T Cell Proliferation Assay with Toxins

Sorted naïve T cells and total PBMCs were labelled using the CellTrace^TM Violet Cell Proliferation Kit (Thermo Fisher Scientific, Waltham, MA, USA), as described above and in [26 (link),50 (link)]. After the violet proliferation labelling, sorted CD8α⁻CD27^high CD4⁺ T cells and total PBMCs were counted and 2 × 10⁵ cells per well were plated in triplicates in 96-well plates (Greiner Bio-One, Kremsmünster, Austria). The cells were resuspended and seeded either in cell culture medium alone (RPMI 1640 supplemented with 10% heat-inactivated FCS, 100 IU/mL penicillin, and 100 µg/mL streptomycin) or stimulated with one of the following stimulation conditions: (i) ConA alone (3 µg/mL, Amersham Biosciences), (ii) ConA + DON 0.2 μM, (iii) ConA + DON 0.4 μM, (iv) ConA + DON 0.8 μM, and (v) ConA + DOM-1 16 μM. In addition, sorted CD172a⁺ APCs were added to all wells with sorted CD8α⁻CD27^high CD4⁺ T cells in a 1:10 ratio (2 × 10⁴ cells/well), as well as recombinant porcine IL-2 (50 ng/mL, R&D Systems, Minneapolis, MN, USA).

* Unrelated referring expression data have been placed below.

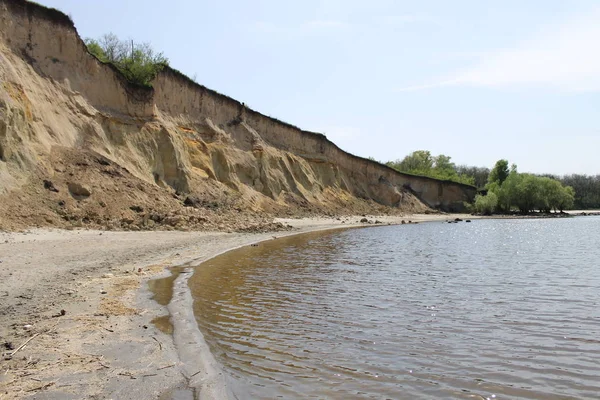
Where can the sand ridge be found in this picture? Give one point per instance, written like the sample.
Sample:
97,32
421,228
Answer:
105,346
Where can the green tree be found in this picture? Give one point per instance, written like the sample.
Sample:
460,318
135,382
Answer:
500,172
486,204
138,62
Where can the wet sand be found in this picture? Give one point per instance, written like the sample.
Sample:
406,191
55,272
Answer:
80,301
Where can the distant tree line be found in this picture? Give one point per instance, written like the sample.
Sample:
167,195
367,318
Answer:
138,62
587,190
509,190
504,188
422,162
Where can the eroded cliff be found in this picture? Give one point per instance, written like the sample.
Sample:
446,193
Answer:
79,145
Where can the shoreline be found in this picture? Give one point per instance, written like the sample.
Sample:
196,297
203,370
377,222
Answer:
82,300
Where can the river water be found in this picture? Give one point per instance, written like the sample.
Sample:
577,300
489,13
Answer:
497,309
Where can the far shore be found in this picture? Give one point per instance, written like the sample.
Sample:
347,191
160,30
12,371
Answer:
79,301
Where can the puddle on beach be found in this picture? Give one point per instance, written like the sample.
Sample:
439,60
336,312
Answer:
162,288
162,293
164,324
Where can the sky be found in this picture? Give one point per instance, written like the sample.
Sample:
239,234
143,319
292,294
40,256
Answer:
475,80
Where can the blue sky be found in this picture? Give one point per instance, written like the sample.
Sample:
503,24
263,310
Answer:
475,80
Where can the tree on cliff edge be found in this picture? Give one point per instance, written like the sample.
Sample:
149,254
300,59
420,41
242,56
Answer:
138,62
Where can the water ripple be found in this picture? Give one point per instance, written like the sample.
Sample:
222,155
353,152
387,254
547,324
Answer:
491,309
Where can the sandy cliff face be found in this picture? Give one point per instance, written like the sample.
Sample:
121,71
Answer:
79,145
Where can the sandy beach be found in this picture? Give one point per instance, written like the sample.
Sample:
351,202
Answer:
76,312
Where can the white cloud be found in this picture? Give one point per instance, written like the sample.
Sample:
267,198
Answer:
565,57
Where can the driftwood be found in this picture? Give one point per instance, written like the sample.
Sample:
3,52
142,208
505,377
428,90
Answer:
25,343
47,385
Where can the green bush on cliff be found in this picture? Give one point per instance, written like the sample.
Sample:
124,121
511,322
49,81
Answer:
524,192
421,162
138,62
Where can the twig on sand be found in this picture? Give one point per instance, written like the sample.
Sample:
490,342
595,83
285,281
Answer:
25,343
47,385
157,341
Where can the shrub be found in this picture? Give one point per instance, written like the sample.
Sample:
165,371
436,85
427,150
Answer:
139,63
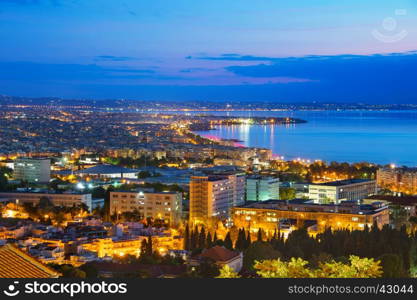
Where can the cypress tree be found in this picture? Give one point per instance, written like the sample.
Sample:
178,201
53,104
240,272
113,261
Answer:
187,238
209,241
149,248
215,239
143,247
194,239
260,237
228,241
248,240
202,239
240,242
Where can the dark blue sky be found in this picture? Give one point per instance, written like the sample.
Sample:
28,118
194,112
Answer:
322,50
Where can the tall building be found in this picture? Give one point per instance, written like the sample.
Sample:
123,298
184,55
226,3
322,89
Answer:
32,169
342,190
164,205
260,188
402,180
213,196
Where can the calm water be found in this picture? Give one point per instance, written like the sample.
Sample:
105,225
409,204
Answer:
352,136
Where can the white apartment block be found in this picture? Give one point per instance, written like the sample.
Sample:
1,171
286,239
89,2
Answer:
343,190
164,205
260,188
32,169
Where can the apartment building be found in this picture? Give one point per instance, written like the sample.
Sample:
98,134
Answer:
277,214
213,196
342,190
402,180
32,169
259,188
166,206
57,199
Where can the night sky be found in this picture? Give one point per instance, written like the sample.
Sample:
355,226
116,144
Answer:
283,51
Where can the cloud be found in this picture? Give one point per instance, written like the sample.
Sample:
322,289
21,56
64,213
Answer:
113,58
233,57
31,71
388,78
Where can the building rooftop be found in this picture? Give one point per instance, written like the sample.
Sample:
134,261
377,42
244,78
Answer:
401,200
23,266
305,205
219,254
343,182
106,169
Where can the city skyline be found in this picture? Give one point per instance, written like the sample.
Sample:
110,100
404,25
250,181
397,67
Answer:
222,51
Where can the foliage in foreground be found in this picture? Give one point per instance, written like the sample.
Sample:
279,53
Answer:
298,268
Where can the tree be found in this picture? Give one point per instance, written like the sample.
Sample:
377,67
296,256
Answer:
209,241
208,269
241,240
187,244
227,272
149,247
202,239
392,266
298,268
258,251
286,193
228,242
260,237
295,268
143,247
356,268
45,203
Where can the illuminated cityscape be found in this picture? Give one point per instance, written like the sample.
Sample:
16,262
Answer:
195,139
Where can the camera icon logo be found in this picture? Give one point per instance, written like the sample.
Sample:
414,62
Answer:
11,290
390,33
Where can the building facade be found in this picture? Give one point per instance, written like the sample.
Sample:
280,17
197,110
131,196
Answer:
343,190
165,206
213,196
260,188
402,180
271,215
32,169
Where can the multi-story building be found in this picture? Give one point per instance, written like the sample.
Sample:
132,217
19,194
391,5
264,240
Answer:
57,199
342,190
271,215
260,188
165,206
213,196
32,169
402,180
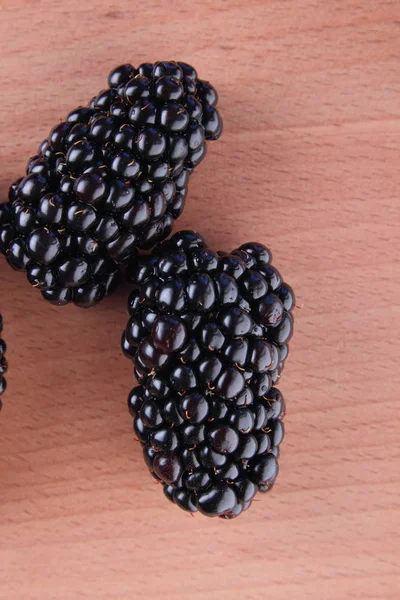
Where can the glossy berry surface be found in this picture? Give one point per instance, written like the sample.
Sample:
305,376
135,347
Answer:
208,338
3,362
110,179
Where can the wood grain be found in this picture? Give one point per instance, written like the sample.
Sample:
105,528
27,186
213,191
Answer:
309,164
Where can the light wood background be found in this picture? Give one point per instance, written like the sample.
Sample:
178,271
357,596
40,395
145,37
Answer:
308,164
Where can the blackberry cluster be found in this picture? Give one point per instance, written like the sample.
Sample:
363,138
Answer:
208,334
109,179
3,363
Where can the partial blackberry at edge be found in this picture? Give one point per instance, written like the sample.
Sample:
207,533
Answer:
208,335
108,180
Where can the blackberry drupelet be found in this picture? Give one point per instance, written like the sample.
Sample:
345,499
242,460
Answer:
109,179
208,335
3,363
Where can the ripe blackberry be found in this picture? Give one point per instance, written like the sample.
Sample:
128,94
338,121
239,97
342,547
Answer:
208,337
108,180
3,363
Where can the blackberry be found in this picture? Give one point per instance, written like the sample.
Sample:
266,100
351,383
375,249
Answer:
109,179
3,363
208,335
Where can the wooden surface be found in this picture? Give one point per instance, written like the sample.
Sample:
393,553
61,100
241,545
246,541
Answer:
308,164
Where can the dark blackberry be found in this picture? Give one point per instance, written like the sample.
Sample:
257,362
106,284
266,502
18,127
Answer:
109,180
208,337
3,363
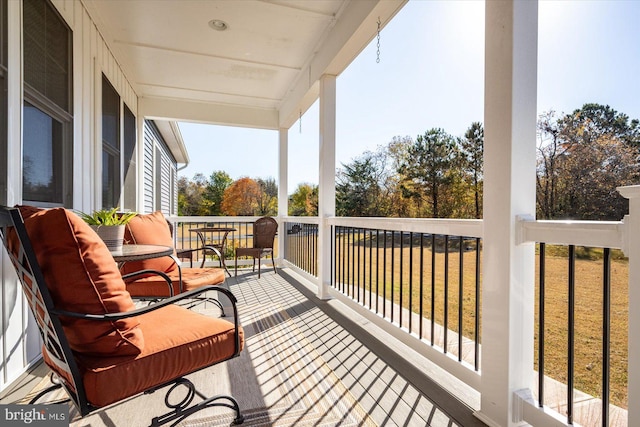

Final total volume per well was 200 μL. After four days of in vitro cultivation cells were harvested, washed in PBS + 3% FCS, stained with the same Abs as prior to sorting (CD4, CD8α, and CD27), and analyzed on a FACSAria (BD Biosciences). At least 1 × 10⁵ cells were recorded per sample.